Ghettoblaster

Playlist of the Week (2018/35)

Award winning choreographer Laura Kriefman's 'Star_Gazing' playlist is this week's POTW.

This week’s POTW is Star_Gazing by Laura Kriefman. It’s a crowd-sourced collection of songs about stars, space and the sky. I thought it would be an appropriate playlist for sitting outside after sundown, staring into space after a busy day in the heat of summer*.

Laura is an award winning choreographer, and founder of Hellion Trace, a Bristol-based company which specialises in ‘augmented dance’, bringing movement and technology together. A great example of their work was the Crane Dance in Bristol, where the group animated three cranes to music, captivating a live audience of 10,000 people – and a further 4 million online. Other creations have included a LED Dress that reacts to live sound, wearable controllers and a collection of street-installed constellations made of interactive lights that you have to step on to illuminate.

 

*If the weather isn’t behaving, please listen indoors – we don’t want you or your headphones to get wet!

A Worthwhile Detour

 

A couple of weeks ago, I went to a couple of events at Lincoln’s Sonophilia Festival (the UK one, not the one in Nebraska). One of these events was the Weird Garden experimental music club, and a chap called Dave C was demonstrating Lissajous curves by generating four tones using a Raspberry Pi and an Arduino board, then plotting these on an oscilloscope, projected so we could all see it. I thought that this would interest my Dad – he’s been known to experiment with a Raspberry Pi – and sent him some photos of the set-up.

Well, this started a conversation and a half. It basically headed in the direction of ‘you should learn some Digital Signal Processing’, with me misunderstanding what that might entail, thinking that it would involve circuit board design and a very steep learning curve. There was a lot of talk at cross-purposes, but Dad eventually explained I would need to learn some new programming skills, in a language called Visual DSP. The boards are already designed, so I wouldn’t need to worry about that, and you can do DSP on your computer, anyway, because computers already have the physical tools needed to do DSP.

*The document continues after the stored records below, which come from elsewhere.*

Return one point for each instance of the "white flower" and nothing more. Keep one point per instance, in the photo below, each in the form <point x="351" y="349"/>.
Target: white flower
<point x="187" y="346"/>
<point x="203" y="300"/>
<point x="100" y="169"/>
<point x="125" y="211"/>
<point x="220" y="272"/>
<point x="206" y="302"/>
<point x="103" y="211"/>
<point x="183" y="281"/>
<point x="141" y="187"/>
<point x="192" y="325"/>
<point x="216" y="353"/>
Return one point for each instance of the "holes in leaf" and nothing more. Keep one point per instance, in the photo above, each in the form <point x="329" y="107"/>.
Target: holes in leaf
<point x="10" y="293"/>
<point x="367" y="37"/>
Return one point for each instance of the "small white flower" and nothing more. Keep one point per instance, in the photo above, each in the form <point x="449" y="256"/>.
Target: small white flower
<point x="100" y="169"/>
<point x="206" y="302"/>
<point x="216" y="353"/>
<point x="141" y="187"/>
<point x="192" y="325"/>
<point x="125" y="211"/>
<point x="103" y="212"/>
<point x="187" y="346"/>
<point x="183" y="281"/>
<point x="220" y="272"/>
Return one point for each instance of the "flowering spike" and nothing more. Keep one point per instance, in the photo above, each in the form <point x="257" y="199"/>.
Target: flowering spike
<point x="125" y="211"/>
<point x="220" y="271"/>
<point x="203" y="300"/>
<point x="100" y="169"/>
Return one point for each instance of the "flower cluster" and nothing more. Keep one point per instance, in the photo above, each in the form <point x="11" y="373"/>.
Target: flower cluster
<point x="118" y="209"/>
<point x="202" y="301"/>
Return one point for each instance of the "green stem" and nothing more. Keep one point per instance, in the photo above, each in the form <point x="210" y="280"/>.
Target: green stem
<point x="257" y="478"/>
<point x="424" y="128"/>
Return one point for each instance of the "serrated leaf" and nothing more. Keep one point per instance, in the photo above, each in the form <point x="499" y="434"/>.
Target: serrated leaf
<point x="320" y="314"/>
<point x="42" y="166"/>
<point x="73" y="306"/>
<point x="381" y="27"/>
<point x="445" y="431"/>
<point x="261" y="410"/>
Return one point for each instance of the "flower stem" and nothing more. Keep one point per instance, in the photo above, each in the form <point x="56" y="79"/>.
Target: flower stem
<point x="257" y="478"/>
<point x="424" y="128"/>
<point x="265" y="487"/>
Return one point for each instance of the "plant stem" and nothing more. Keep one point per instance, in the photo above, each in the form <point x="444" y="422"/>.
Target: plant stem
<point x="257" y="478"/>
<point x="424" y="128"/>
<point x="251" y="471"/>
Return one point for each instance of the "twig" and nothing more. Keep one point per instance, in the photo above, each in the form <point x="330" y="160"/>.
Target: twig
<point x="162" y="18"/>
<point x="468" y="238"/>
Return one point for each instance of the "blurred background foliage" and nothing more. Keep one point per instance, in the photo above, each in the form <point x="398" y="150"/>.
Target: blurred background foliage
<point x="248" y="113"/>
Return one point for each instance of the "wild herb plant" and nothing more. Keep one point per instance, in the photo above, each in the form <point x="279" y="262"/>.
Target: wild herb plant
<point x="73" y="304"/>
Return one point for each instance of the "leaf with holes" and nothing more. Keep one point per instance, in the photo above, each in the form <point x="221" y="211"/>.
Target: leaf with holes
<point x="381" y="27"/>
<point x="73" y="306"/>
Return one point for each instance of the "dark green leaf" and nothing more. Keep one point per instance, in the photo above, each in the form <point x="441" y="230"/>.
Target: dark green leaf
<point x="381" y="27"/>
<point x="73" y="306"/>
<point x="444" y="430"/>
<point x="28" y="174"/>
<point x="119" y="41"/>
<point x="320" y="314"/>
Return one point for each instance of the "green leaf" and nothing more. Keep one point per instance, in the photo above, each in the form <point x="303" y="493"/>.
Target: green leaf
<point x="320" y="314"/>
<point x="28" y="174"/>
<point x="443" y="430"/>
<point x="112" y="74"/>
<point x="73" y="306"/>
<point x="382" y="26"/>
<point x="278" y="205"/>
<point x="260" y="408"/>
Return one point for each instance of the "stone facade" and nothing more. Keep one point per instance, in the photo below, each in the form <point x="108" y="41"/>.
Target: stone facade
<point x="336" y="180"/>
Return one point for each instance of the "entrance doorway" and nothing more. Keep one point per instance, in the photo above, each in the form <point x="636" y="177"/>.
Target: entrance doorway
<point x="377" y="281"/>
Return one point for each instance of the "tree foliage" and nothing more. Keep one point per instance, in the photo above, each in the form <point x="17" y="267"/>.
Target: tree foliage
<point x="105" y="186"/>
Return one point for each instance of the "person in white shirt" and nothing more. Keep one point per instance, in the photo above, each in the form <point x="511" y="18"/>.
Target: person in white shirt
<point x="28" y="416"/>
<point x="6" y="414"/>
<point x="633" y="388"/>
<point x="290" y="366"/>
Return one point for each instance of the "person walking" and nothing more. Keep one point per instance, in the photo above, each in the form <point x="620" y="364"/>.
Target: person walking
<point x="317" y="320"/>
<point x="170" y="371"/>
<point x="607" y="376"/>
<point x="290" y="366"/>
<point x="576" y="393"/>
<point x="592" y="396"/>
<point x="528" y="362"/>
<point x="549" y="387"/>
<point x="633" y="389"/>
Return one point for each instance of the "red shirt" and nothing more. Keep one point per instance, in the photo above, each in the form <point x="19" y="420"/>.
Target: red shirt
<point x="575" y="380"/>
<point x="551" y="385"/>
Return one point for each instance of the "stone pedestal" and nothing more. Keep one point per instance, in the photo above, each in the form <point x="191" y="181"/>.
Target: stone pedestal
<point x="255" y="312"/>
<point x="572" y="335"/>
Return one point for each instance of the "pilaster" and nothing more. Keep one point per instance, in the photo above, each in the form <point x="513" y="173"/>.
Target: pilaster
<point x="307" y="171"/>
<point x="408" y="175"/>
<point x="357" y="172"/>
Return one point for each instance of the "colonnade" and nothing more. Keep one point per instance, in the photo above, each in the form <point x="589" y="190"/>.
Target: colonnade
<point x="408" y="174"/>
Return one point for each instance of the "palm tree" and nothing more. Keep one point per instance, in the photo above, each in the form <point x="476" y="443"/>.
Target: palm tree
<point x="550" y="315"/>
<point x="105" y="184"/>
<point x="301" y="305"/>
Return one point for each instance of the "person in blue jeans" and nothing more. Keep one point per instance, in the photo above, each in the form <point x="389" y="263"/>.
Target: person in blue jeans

I said I would look into it, so that I could possibly learn to present my music in a visual form when playing live. Any programming skills I pick up along the way are a bonus, anyway.  So, I enrolled on a several of Coursera courses, to check out the content, and got stuck into one of these, which I will follow through and hopefully complete.  This course isn’t specifically a DSP course, it is Creative Programming for Digital Media & Mobile Apps, but it seems to be pitched at about my level. It uses Java/Javascript (another language I haven’t used before) so any DSP I do when I get more advanced at programming might need to be via my computer, rather than an external board, unless there is a way round that… Actually, it looks like I can tell it to output the program in Python, the language that Raspberry Pi uses…. I have a lot to learn.

I’m still working my way through week 1 of the course, but the images above are all screenshots made from code that I put together* and then ran and interacted with to make art. I modified the code a little between each image captured.

Even if I get horribly stuck from here onward, I will have an app that I can use to make some unique album art!

*Disclaimer: my code also uses functions taken from a module coded by the course providers.